In this program, the central vertex is statically defined (line 10) in terms of the variable half. The peripheral vertices are created dynmically (i.e., during runtime) in the following manner. First, a listvs is statically defined (line 12) consisting of consecutive integers in the range 0…15. Then 4 user-defined functions are declared which translate integers into 2D coordinates. In a manner similar to that discussed in the previous code-along, the coordinates produced by these functions make use of variables. In this case, the variables delta and max are used.
The following things about how vertex lists are created are noteworthy.
- When passed to the higher-order function map (lines 14-17), each function creates list of 16 vertices.
- When seen as a whole, the four function calls to map create 64 vertices which are evenly distributed and fall on the 4 sides of a square-shaped region in the virtual space.

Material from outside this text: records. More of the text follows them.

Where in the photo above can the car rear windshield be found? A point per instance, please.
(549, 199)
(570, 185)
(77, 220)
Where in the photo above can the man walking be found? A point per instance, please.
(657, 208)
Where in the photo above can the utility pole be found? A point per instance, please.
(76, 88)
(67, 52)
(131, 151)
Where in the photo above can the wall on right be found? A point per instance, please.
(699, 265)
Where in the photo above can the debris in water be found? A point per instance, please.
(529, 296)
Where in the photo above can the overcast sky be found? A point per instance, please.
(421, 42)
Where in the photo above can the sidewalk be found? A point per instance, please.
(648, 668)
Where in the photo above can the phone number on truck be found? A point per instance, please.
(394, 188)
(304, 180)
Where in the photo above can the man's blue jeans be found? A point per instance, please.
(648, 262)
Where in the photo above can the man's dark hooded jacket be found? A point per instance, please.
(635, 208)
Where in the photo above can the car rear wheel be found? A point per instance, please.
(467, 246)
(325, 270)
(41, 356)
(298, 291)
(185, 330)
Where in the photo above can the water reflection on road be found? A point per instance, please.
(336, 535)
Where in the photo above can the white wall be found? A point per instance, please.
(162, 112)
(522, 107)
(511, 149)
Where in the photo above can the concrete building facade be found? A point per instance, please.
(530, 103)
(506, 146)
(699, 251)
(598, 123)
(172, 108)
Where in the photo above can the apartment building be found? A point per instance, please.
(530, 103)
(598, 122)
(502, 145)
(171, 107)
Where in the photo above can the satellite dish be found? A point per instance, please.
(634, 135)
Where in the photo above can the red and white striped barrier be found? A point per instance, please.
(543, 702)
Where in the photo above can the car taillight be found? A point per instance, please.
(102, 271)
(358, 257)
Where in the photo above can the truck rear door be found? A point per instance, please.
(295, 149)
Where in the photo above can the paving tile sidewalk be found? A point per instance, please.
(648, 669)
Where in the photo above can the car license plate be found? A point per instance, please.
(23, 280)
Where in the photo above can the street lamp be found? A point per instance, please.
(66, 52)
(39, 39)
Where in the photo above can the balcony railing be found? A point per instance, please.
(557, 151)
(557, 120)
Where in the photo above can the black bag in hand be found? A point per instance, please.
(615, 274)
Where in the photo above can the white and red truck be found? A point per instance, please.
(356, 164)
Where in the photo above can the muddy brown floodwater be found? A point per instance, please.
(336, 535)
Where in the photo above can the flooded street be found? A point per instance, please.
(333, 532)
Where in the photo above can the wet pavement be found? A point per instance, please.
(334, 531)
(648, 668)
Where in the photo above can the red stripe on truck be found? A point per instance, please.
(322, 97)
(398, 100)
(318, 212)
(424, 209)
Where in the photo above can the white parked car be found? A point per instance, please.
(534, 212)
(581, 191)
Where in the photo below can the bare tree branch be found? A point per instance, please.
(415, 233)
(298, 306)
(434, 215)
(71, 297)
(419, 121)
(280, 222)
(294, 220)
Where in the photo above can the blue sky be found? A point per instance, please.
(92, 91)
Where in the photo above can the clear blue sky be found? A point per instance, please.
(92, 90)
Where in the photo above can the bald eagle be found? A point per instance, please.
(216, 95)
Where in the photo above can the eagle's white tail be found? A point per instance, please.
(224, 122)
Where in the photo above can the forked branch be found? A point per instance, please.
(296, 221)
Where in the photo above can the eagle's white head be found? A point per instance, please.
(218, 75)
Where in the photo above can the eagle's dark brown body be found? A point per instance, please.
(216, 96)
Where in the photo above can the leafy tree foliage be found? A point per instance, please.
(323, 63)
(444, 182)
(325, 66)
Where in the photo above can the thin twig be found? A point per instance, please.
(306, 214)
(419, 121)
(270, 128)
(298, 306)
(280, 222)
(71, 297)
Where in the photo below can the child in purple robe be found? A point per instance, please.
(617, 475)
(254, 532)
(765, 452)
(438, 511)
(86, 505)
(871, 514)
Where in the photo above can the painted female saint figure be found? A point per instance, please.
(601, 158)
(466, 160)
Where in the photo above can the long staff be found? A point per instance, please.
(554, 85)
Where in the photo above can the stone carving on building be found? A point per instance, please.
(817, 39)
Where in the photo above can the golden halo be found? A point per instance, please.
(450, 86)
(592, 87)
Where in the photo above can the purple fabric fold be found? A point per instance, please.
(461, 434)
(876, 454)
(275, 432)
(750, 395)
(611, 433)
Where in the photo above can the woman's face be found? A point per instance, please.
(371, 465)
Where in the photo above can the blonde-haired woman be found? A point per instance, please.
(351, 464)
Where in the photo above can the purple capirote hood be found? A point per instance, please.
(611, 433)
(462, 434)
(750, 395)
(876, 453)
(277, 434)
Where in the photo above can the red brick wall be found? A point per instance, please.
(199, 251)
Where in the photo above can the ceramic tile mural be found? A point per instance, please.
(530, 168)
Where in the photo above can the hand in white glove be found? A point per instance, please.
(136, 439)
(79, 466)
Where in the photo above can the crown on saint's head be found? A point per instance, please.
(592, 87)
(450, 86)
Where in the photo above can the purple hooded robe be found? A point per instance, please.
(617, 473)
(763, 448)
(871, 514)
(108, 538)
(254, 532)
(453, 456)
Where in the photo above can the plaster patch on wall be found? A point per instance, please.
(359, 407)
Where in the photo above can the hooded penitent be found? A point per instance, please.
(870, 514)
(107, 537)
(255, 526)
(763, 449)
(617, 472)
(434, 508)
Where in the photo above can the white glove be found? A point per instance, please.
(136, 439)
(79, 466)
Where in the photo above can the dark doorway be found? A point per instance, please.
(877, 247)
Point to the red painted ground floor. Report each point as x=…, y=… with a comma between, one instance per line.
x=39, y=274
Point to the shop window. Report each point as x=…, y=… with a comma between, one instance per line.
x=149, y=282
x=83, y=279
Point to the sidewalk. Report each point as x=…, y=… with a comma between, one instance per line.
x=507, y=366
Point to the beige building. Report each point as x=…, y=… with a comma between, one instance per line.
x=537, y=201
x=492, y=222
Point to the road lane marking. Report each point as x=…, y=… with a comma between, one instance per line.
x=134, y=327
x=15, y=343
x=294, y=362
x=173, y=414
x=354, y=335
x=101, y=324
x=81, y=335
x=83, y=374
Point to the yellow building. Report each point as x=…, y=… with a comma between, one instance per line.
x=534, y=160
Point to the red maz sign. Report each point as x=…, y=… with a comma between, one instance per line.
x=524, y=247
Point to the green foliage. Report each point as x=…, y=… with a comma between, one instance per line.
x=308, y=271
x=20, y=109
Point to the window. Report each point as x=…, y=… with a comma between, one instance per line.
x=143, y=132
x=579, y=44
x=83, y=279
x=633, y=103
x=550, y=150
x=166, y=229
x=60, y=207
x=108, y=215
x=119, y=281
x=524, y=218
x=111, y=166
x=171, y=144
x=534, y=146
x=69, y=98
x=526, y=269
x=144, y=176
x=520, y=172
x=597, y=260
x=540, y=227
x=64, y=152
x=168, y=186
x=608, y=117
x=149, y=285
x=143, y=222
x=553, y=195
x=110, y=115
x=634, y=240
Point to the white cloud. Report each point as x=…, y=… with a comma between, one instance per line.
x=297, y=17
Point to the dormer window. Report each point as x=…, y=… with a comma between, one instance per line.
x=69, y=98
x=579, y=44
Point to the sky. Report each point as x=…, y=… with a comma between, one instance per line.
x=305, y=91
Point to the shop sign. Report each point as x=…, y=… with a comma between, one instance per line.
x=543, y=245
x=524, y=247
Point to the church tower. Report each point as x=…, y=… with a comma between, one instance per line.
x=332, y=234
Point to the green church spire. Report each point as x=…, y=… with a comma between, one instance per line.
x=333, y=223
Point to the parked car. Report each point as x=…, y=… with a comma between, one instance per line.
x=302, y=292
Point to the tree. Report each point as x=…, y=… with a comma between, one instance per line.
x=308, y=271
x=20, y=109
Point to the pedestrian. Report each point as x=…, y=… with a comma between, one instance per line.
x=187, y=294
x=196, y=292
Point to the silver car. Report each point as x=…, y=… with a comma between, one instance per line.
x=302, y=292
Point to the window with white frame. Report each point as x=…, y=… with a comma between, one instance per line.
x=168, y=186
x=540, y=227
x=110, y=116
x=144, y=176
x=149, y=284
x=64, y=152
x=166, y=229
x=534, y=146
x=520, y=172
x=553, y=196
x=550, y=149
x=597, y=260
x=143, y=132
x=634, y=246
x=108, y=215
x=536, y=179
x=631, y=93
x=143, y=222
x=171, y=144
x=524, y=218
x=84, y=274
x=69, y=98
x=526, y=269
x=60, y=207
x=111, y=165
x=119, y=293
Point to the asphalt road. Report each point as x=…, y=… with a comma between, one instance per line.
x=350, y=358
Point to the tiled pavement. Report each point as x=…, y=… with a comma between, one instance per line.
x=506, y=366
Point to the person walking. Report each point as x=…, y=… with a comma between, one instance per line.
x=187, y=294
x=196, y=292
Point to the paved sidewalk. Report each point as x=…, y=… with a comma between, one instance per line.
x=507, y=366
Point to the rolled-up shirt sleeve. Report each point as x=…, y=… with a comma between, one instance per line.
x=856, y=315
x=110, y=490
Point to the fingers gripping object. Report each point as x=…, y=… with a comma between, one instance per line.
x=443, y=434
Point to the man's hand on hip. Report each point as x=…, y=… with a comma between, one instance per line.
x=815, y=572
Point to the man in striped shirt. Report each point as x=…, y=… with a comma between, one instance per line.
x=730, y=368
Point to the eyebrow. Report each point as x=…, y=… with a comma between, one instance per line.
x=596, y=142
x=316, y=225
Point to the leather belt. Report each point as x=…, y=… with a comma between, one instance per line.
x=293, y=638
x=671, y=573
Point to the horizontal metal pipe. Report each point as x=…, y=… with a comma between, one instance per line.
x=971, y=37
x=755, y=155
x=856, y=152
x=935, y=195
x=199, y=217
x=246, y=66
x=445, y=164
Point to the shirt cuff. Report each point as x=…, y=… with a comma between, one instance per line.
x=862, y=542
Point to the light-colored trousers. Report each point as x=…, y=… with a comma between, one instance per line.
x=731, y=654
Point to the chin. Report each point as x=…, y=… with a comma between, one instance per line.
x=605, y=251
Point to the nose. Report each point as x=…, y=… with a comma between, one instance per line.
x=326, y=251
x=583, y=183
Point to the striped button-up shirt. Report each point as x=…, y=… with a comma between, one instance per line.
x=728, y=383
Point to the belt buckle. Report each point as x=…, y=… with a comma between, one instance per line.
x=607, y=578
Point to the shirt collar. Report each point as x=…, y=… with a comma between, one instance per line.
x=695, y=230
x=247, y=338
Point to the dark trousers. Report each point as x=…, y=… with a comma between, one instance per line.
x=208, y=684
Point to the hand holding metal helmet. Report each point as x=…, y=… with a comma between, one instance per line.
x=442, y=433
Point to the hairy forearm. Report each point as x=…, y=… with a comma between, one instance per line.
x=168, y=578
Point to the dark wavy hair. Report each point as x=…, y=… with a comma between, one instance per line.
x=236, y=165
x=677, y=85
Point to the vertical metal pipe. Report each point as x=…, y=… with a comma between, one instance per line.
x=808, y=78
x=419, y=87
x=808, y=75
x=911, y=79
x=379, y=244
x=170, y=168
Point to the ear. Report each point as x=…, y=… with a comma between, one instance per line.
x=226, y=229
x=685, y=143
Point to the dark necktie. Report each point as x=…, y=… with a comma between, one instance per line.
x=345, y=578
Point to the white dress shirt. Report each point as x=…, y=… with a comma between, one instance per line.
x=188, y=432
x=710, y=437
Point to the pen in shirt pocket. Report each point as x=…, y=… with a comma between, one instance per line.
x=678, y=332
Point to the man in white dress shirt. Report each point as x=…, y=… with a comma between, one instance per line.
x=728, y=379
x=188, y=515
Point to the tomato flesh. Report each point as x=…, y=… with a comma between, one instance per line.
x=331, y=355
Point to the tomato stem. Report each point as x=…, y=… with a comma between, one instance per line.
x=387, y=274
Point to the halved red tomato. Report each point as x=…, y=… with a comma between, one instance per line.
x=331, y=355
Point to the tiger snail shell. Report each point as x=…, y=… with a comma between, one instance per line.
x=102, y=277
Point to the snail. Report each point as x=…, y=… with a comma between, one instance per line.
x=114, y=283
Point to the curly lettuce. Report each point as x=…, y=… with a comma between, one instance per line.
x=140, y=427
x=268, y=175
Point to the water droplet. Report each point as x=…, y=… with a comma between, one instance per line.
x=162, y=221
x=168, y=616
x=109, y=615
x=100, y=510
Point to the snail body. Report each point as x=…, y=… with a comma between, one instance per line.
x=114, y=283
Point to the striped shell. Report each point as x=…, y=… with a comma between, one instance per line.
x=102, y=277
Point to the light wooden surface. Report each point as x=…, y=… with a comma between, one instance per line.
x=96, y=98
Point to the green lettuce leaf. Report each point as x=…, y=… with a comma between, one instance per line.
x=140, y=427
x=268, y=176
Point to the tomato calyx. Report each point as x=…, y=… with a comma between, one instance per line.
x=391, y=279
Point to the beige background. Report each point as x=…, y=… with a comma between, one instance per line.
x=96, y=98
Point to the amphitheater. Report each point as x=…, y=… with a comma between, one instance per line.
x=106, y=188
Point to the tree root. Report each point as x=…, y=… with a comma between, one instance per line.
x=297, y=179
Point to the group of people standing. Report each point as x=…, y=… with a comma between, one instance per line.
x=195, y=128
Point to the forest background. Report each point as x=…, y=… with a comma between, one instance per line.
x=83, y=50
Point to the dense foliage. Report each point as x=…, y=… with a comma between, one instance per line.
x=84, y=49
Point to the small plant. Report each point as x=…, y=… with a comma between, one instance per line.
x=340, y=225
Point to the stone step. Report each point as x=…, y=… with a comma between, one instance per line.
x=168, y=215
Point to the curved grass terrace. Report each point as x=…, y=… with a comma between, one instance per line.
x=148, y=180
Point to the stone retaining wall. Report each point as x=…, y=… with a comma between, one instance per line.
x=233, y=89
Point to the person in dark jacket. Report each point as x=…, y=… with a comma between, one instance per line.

- The vertex lists created are disjoint (i.e., they have no vertices in common).
- Vertices are created that lie exactly on the 4 corners of the virtual square.
- Each of the four lists created corresponds to one side of a virtual square.
- Each of the four lists created contains one corner vertex.
- Each of the four lists created contains one vertex which lies on the midpoint of a side.
The user-defined function multiconnect is used to connect the peripheral vertices to the central vertex. The behavior of this function is the same here as it was in the previous code-along. In the call, the third argument to multiconnect (line 26) is a list that consists of the the concatenation of the 4 lists of peripheral vertices.
The Bricklayer program in this example creates the graph-like artifact shown below.
The algorithm used to create this artifact is similar to that used in the previous example. The only difference is that one additional function call (line 27) is added that overwrites the graph with a ring of empty bricks. It is this ring that produces the effect shown.